A few years back, I went down a (way too deep) rabbit hole on how to build the fastest possible computer for excel. And after seeing this post, I thought I'd share my data + results.
I had this idea after working a job that had some insanely large excel sheets for financial computations. These sheets could be converted to something like power query or python… but oh boy, that would have taken forever. We're talking sheets that took 30-60 minutes to calculate, and which were embedded into the core of the firm's processes. So even if I did speed them up through better design, my boss would not have been happy.

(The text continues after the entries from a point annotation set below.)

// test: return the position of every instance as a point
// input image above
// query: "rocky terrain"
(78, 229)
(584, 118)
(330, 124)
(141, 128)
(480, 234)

So… I set out with the help of a friend to find the fastest possible computer to run monster excel sheets. And the answer was not what I expected. To do this, my friend and I tested the RAM size, CPU speed, and number of CPU cores.
RAM Size (GBs)
Online and at work, I always heard how important RAM size was to fast excel. Well, this is true… to a point. Ram (or the space in short term memory) only becomes a problem if the workbook is so big that your computer starts running out of space. So, if your RAM is too small, like 4 or 8gb, this becomes a bottleneck. However, if your RAM is big enough, the returns rapidly diminish.
Here's what we saw:
RAM | Minutes to Process Monster Excel Book |
---|---|
8 | 17 |
16 | 9 |
28 | 8 |
32 | 7.5 |
56 | 6 |
Graph: https://imgur.com/a/XYl9fXP
So, based on the above, below 16GB RAM can cause slow downs. But after that, your gains are pretty limited. And a max speed up we saw was around 3 times faster if you started out with 8gb on a monster sheet.
CPU Speed
I also heard all the the time that faster CPUs would really affect excel speed. So, moving from an i3 to an i7 processor should have a massive difference. Well, we tested this out… and while it helped, it certainly wasn't groundbreaking.
CPU Speed (Gigahertz) | Minutes to Process Monster Excel Book |
---|---|
2.3 | 16 |
3.4 | 8.5 |
3.5 | 7.9 |
3.7 | 7.35 |
Graph: https://imgur.com/a/HZnmywY
So, GPU speed certainly helps… but it's still limited, particularly because during the time of research, it was hard to find chips much faster than those above. Nowadays, I see chips like i9 that are 6 ghz, so theoretically you could get 3-4 times faster by maximizing your cpu speed.
CPU Cores
Something no one ever talked about was how the number of cores affected processing time- but holy moly, this was the goldmine! We were pretty shocked at how much the number of cores impacted processing time.
Cores | Minutes to Process Monster Excel Book |
---|---|
8 | 16 |
16 | 4 |
20 | 3 |
64 | 1.3 |
72 | 1 |
96 | .6 |
Graph: https://imgur.com/a/lq6KrZU
And here was our winner! Core number has a HUGE difference on excel speed, and we were able to see an improvement of about 30 times faster!
So, why does this happen?
Here's our explanation: Excel is optimized pretty well to run parallel processes. With RAM, you're increasing the amount of space to run these processes… but if there already is enough space, then it won't help much. With CPU speed, it's like trying to move all your belongings across the country by buying a fancy faster car (like a Ferrari). Sure, the car may get there quicker, but it's going to take a ton of trips, and just making a single car faster will have a limited effect. But increasing CPU cores is like buying 50 slow cars (a fleet of honda civics)- sure, they may not be as quick, but the sheer volume of cars makes up for it since there are far, far less trips back and forth.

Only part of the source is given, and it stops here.